After the whites, pinks and pastel purples of spring, the gardens are now hot with summer color, leading to bouquets such as this:
I've had a long love affair with Echinacea, and my new flower crush is definitely Hot Papaya, a double coneflower in the most unbelievably vibrant orange you've ever seen. These pictures don't do them a lick of justice. The flowers last a long time: these have been in the garden 2 weeks with the same blooms that came home from nursery. They are a fantastic player.
I have a stand of them right outside my dining room windows, next to a clump of not-yet-bloomed Black-Eyed Susans, and a mess of Drumstick alliums. These alliums bloom much later in the season than their spring counterparts, in a vivid red-purple.
At the base of the Echinacea is some Mirabilis, or Four O'Clocks (so called because the flowers don't open until mid-afternoon). This kind is called "Limelight"—it has chartreuse leaves and bright magenta flowers. I grew them from seed two years ago and they have re-populated themselves like crazy. Every year seedlings show up and I just move them wherever I want that hit of lime-green foliage.
Hot Papaya is dynamite with any purple spiky flower, like salvia or, pictured here, Veronica.

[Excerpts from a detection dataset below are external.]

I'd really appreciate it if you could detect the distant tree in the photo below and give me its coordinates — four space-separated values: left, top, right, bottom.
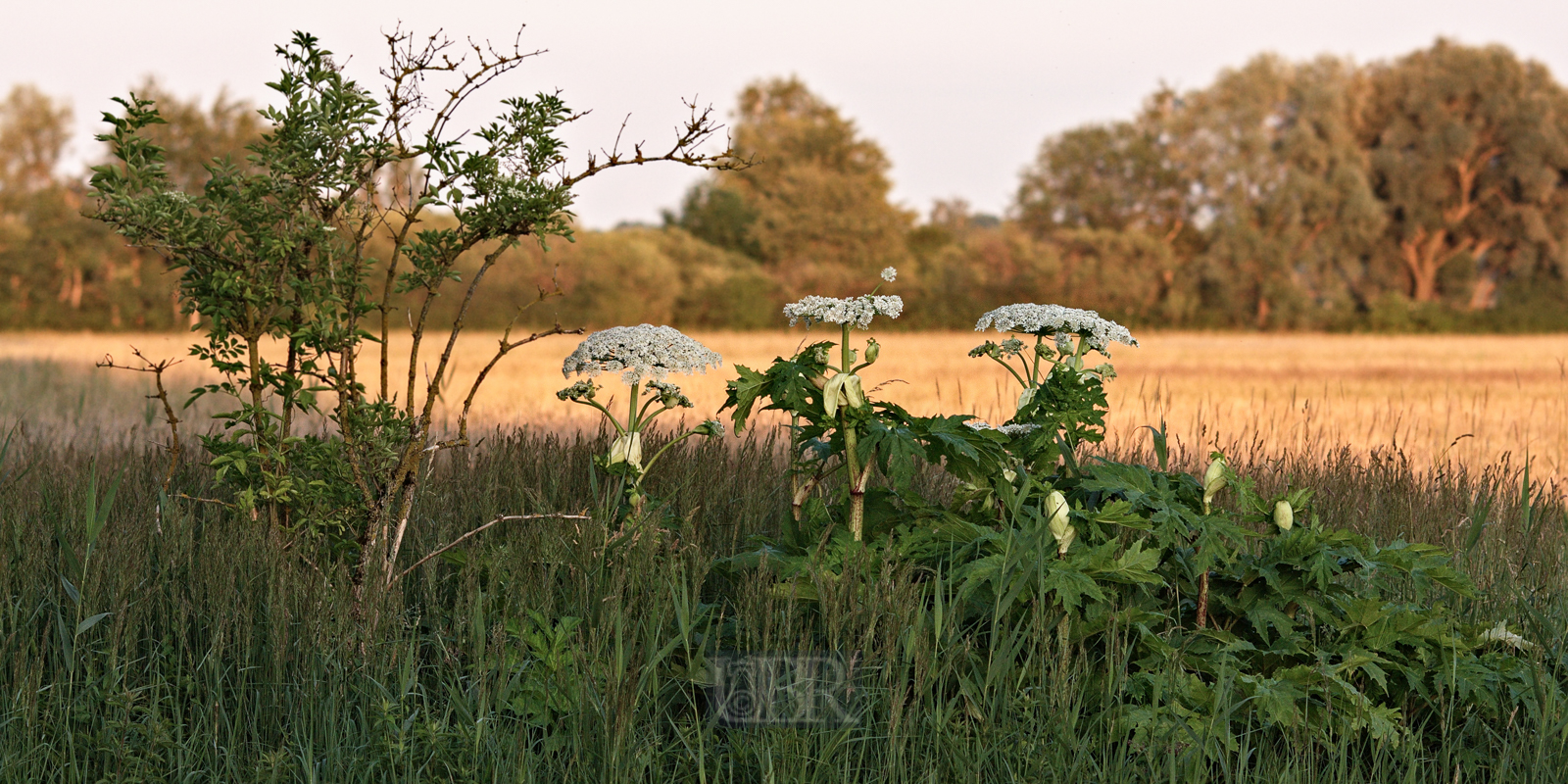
1362 39 1568 309
671 78 912 293
664 178 762 261
1016 106 1194 241
135 76 267 193
1166 55 1383 327
0 84 71 199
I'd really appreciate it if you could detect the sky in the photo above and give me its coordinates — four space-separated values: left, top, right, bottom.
12 0 1568 227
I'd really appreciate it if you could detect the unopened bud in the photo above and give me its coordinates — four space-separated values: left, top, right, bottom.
1202 455 1226 512
1275 500 1296 531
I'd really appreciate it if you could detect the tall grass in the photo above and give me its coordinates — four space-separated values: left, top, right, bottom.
0 429 1568 784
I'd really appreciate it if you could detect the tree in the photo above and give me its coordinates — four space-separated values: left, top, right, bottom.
92 31 735 596
674 78 912 293
0 84 71 196
1168 55 1383 327
1016 108 1194 243
1362 39 1568 309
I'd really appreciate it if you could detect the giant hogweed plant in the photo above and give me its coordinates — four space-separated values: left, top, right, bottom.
92 29 742 596
719 267 1004 543
555 324 724 517
718 304 1563 759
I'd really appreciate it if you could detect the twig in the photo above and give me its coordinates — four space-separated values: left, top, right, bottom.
97 347 183 533
387 512 593 585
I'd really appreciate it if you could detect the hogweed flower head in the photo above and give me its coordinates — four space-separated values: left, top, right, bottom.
562 324 724 384
975 303 1139 356
784 295 904 329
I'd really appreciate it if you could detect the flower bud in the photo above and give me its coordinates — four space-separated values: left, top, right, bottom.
1275 500 1296 531
844 373 865 408
610 433 643 470
821 373 849 417
1017 387 1037 411
1046 491 1077 555
1202 455 1226 512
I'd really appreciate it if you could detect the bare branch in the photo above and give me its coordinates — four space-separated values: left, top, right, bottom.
387 512 593 585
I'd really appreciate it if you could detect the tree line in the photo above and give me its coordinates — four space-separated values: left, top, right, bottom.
0 39 1568 331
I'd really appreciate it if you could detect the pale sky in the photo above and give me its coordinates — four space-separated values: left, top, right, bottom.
12 0 1568 227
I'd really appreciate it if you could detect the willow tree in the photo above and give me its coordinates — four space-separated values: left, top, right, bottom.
1168 55 1383 327
1364 39 1568 308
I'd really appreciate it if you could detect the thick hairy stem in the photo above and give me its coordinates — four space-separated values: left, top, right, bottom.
1198 570 1209 629
1056 607 1072 677
839 323 865 541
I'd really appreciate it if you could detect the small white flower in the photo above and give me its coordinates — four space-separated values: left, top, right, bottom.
562 324 724 384
975 303 1139 356
1480 621 1535 651
610 433 643 470
784 295 904 329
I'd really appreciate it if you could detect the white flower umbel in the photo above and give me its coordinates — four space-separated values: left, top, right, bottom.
784 267 904 541
784 295 904 329
975 303 1139 356
969 303 1139 432
555 324 724 514
562 324 724 386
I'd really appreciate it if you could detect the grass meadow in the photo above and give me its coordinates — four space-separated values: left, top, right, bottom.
0 331 1568 784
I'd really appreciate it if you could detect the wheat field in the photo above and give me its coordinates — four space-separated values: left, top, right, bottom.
0 329 1568 476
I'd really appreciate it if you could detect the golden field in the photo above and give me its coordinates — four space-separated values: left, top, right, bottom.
0 329 1568 476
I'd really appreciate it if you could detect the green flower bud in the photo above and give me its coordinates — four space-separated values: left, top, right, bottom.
1017 387 1038 411
844 373 865 408
1202 455 1226 512
821 373 849 417
1275 500 1296 531
610 433 643 470
1046 491 1077 555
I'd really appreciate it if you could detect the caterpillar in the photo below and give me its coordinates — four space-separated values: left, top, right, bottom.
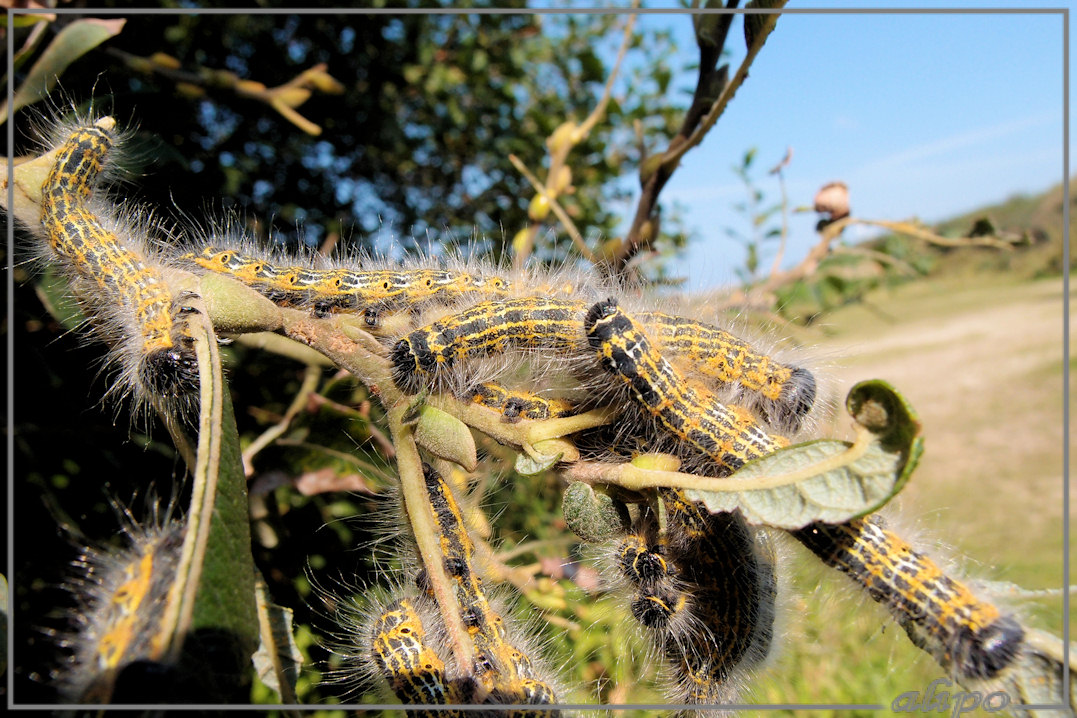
41 118 198 417
587 292 1023 697
370 599 465 715
585 299 788 476
794 517 1024 680
56 515 185 703
616 490 777 704
181 247 510 316
422 464 557 718
181 245 816 433
467 382 576 422
637 312 816 434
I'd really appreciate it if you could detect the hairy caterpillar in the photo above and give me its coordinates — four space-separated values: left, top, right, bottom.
41 118 198 417
422 464 557 715
58 513 185 703
616 490 777 704
467 382 575 422
660 490 778 704
370 599 464 715
637 312 816 433
182 245 816 432
182 247 509 316
391 297 586 393
794 518 1024 680
585 299 788 475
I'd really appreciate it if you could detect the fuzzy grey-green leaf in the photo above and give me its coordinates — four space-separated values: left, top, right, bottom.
687 381 922 530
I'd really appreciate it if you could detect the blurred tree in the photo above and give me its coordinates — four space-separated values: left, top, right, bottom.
10 1 687 702
16 2 681 258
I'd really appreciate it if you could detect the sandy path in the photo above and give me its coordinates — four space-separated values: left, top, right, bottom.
819 279 1073 588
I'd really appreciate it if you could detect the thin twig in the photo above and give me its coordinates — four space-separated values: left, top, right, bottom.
242 365 322 479
508 155 596 263
604 2 784 272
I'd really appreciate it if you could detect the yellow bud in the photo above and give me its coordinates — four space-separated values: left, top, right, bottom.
547 165 572 196
546 119 577 154
150 53 180 70
528 195 549 222
640 155 662 185
236 80 266 97
513 227 531 254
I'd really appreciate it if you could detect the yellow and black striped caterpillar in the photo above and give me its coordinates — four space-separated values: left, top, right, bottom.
794 518 1024 680
585 299 788 476
370 599 467 715
182 247 510 321
182 245 816 432
392 297 815 432
41 122 198 417
615 490 777 704
467 381 576 422
588 301 1023 701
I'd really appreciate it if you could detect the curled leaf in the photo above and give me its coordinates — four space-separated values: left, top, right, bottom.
686 381 923 530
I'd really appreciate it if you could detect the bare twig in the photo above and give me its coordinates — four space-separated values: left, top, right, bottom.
616 0 784 273
508 155 595 263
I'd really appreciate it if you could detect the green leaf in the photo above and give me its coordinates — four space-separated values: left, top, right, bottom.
561 481 632 543
415 404 478 471
744 0 786 52
0 17 127 124
253 577 303 703
686 380 923 530
165 310 258 703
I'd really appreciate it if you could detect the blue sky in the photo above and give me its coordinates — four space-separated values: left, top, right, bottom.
532 0 1065 288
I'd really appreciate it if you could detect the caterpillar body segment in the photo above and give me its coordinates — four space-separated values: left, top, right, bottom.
415 464 557 718
41 123 198 415
660 490 778 703
637 312 817 434
372 599 467 715
794 517 1024 681
615 490 777 704
391 297 587 394
58 520 185 703
183 247 510 316
467 382 576 422
585 299 788 476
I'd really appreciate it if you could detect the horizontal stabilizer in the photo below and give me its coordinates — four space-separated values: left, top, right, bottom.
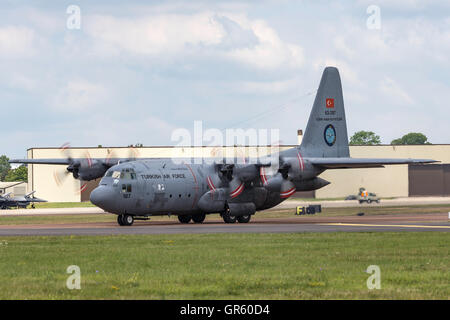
307 158 439 169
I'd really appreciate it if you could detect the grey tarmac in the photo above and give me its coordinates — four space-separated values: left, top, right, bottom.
0 213 450 236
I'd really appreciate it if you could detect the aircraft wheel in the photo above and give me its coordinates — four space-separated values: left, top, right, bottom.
192 213 206 223
122 214 134 226
222 211 236 223
237 215 251 223
178 215 192 223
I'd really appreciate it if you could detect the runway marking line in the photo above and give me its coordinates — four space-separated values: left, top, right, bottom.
318 223 450 229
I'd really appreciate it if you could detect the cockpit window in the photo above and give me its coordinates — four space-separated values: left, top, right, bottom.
120 168 136 180
105 168 136 180
105 170 120 179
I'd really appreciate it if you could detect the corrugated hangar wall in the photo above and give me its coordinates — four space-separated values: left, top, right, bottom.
28 145 450 202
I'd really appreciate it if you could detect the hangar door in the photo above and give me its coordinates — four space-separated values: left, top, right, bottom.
408 164 450 197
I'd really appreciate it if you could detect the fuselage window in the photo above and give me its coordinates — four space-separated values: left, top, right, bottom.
122 184 131 193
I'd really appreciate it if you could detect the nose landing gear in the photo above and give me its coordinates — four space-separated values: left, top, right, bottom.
117 214 134 226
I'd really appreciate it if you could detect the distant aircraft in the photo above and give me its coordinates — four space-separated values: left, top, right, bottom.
10 67 437 226
0 191 47 209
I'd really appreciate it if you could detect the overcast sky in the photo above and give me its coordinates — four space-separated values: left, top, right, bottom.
0 0 450 158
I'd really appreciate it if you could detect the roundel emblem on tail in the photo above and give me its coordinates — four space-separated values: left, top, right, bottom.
323 124 336 147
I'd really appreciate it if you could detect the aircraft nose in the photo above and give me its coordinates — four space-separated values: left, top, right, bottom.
90 186 113 209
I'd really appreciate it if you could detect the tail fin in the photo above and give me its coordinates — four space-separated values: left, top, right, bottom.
300 67 350 157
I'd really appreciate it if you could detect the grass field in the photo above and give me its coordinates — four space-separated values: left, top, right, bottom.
0 232 450 299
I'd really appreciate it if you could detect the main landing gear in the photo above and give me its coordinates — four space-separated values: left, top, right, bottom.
222 211 251 223
117 214 134 226
178 213 206 223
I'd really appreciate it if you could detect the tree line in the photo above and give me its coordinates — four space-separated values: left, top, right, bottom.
349 131 431 145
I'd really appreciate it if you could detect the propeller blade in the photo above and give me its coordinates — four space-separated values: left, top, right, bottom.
280 179 296 199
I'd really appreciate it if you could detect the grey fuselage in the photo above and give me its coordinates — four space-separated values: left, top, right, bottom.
91 148 328 216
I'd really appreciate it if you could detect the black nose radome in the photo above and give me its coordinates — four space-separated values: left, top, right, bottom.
90 186 113 209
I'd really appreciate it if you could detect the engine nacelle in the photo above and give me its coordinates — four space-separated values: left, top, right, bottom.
67 159 108 181
198 188 227 213
228 202 256 217
294 177 330 191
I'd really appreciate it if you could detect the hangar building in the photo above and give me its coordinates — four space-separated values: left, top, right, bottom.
27 144 450 202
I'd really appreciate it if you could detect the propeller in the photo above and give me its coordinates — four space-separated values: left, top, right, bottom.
206 164 258 199
260 151 304 199
53 142 93 194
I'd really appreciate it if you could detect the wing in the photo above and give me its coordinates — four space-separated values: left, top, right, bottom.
8 159 71 165
307 158 439 169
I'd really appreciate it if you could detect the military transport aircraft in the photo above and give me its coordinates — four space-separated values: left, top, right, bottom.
0 191 47 209
10 67 436 226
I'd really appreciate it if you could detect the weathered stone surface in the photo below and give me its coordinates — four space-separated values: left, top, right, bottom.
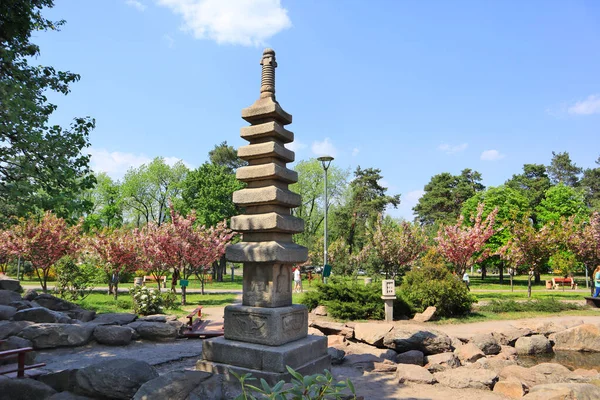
133 371 213 400
524 383 600 400
0 305 17 321
0 378 56 400
515 335 552 354
0 321 33 339
413 306 437 322
469 334 502 356
94 325 133 346
396 350 425 367
75 358 158 399
0 275 23 293
396 364 436 385
13 307 73 324
454 343 485 363
19 324 94 349
327 347 346 365
135 322 177 341
92 313 137 325
434 367 498 390
494 377 528 399
425 353 460 370
354 322 394 347
550 324 600 352
383 325 452 355
310 306 327 317
0 290 21 306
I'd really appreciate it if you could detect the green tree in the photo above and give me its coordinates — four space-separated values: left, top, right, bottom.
0 0 94 221
180 163 244 226
548 151 582 187
413 168 485 225
536 183 588 225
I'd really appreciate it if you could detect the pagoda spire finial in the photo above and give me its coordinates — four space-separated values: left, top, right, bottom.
260 49 277 99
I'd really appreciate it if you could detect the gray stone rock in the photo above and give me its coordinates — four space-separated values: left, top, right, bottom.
92 313 137 325
135 322 177 341
0 378 56 400
550 324 600 352
395 350 425 367
0 321 33 339
0 305 17 321
133 371 213 400
0 275 23 293
396 364 436 385
515 335 552 355
469 334 502 356
434 367 498 390
94 325 133 346
75 358 158 399
383 325 452 355
0 290 21 306
19 324 94 349
454 343 485 364
13 307 73 324
327 347 346 365
524 383 600 400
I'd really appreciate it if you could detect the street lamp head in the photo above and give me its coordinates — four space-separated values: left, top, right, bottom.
317 156 333 171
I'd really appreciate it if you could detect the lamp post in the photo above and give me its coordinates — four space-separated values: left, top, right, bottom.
317 156 333 272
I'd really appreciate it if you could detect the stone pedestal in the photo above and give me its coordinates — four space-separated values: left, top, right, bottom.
197 49 331 384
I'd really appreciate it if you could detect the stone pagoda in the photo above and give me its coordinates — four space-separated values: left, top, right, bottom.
197 49 330 384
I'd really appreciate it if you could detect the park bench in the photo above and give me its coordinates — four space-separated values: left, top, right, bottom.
552 278 577 289
0 347 46 378
142 275 167 288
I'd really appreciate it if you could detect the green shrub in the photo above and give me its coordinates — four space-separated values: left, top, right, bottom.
400 266 477 317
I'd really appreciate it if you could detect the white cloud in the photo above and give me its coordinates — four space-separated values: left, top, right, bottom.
480 150 504 161
311 138 337 157
125 0 146 11
568 94 600 115
285 140 306 152
438 143 469 154
156 0 292 46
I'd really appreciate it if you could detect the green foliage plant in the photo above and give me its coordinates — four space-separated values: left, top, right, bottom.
231 366 357 400
400 266 477 317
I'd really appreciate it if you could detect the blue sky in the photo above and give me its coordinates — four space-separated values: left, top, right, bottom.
34 0 600 218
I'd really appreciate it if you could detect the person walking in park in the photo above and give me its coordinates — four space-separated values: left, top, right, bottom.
294 267 302 293
463 271 471 291
593 265 600 297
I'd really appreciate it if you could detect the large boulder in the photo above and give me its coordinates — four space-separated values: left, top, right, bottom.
524 383 600 400
131 322 178 341
19 324 95 349
0 377 56 400
354 322 394 347
396 364 436 385
515 335 552 355
94 325 133 346
92 313 137 325
0 321 33 340
75 358 158 399
13 307 73 324
0 305 17 321
396 350 425 367
133 371 213 400
469 334 502 356
383 325 452 355
0 275 23 293
0 290 21 306
550 324 600 352
434 367 498 390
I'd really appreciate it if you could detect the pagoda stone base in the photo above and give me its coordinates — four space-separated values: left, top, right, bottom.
224 304 308 346
196 335 331 385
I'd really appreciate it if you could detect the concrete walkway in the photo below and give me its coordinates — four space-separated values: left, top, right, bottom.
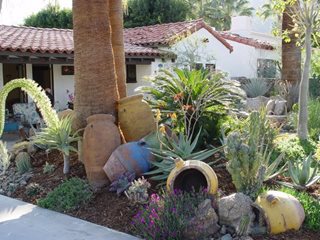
0 195 137 240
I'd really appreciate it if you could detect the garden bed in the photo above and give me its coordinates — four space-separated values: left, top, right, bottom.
7 151 320 240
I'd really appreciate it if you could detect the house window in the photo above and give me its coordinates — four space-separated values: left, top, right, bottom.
195 63 203 70
257 59 277 78
126 65 137 83
206 64 216 72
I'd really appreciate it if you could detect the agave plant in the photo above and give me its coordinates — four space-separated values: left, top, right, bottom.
280 155 320 190
140 68 245 144
32 116 81 174
145 131 220 181
242 78 270 98
109 172 136 196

The orange pompoms are also fantastic with any silver-foliage plant. I'm a big fan of eryngium, or sea holly. I grow Eryngium Giganticum, "Miss Wilmott's Ghost," which is a true silver that looks superb next to any orange or yellow flower. It's a little hard to obtain and establish, but once you have it going, it will reseed every year.
This clump of coneflowers grows with Monarda "Raspberry Wine".
Below is Echinacea "Mango Meadowbrite" at the foreground, and "Big Sky Sundown" at the rear Clumps of Nepeta (catmint) grow at the base of them, but it's been sheared down recently. It's resting.